# 3-3. データ準備 (Feature Engineering)

In [None]:
import pandas as pd
from sklearn.pipeline import make_pipeline
from sklearn.compose import make_column_transformer
from sklearn.impute import SimpleImputer
from sklearn.preprocessing import OrdinalEncoder, MinMaxScaler, StandardScaler, PowerTransformer

## 訓練データの読み込み

In [None]:
# 演習データの読み込み
train = pd.read_csv("data/train.csv")
train.head()

In [None]:
train.info()

In [None]:
cat_columns = train.select_dtypes(include=object).columns
num_columns = train.select_dtypes(exclude=object).columns

## Feature Engineering

In [None]:
# カテゴリー変数は欠損値を0で補完した後、OrdinalEncoderでエンコードします。
category_transformer = make_pipeline(
    SimpleImputer(strategy="most_frequent"),
    OrdinalEncoder(),
)

In [None]:
# 数値変数をMinMaxScalerで変換する場合
minmax_transformer = make_column_transformer(
    (category_transformer, cat_columns),
    (MinMaxScaler(), num_columns),
)

In [None]:
# 数値変数をStandardScalerで変換する場合
standard_transformer = make_column_transformer(
    (category_transformer, cat_columns),
    (StandardScaler(), num_columns),
)

In [None]:
# 数値変数をPowerTransformerで変換する場合
power_transformer = make_column_transformer(
    (category_transformer, cat_columns),
    (PowerTransformer(), num_columns),
)

In [None]:
transformer = minmax_transformer

In [None]:
transformed_columns = cat_columns.append(num_columns)

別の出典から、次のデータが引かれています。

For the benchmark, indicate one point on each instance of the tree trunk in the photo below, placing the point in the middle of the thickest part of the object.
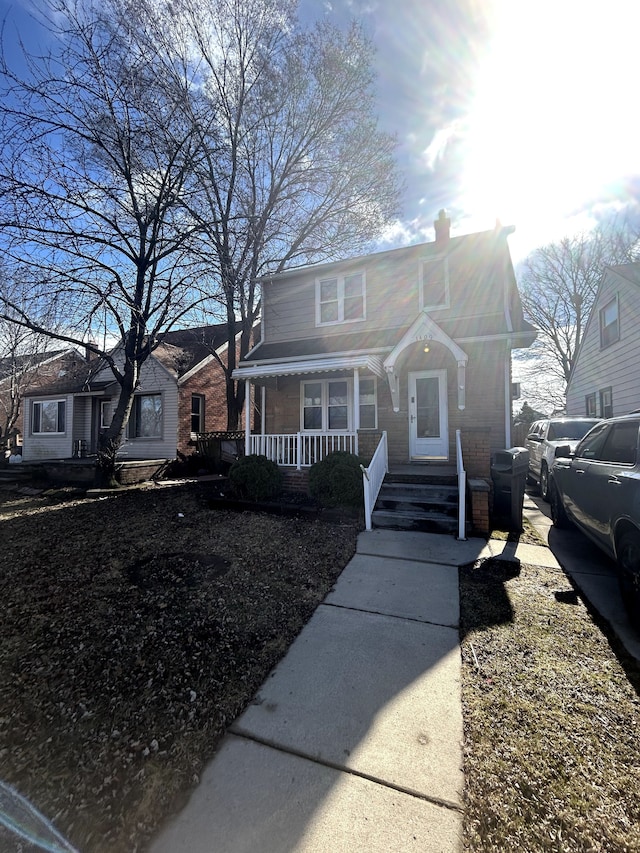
(111, 439)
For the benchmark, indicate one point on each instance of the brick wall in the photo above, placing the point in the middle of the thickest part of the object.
(476, 451)
(210, 382)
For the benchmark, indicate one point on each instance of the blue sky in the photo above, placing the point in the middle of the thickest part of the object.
(518, 110)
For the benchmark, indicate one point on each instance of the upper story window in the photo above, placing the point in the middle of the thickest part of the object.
(609, 323)
(48, 416)
(340, 299)
(606, 402)
(197, 413)
(434, 283)
(106, 414)
(146, 416)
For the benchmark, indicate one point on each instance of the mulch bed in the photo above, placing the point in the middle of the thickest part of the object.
(135, 628)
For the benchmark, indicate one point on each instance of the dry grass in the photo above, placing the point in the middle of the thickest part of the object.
(552, 718)
(135, 628)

訓練データに対しては fit_transform() を使う。

In [None]:
transformed_data = transformer.fit_transform(train)
transformed_data = pd.DataFrame(transformed_data, columns=transformed_columns)
train = transformed_data[train.columns]

In [None]:
train

In [None]:
train.describe()

## テストデータの読み込み

In [None]:
test = pd.read_csv("data/test.csv")
test.head()

テストデータに対しては transform() を使う。

In [None]:
transformed_data = transformer.transform(test)
transformed_data = pd.DataFrame(transformed_data, columns=transformed_columns)
test = transformed_data[test.columns]

In [None]:
test.head()

In [None]:
test.describe()

## データの保存

In [None]:
train.to_csv("data/converted_train.csv", index=False)
test.to_csv("data/converted_test.csv", index=False)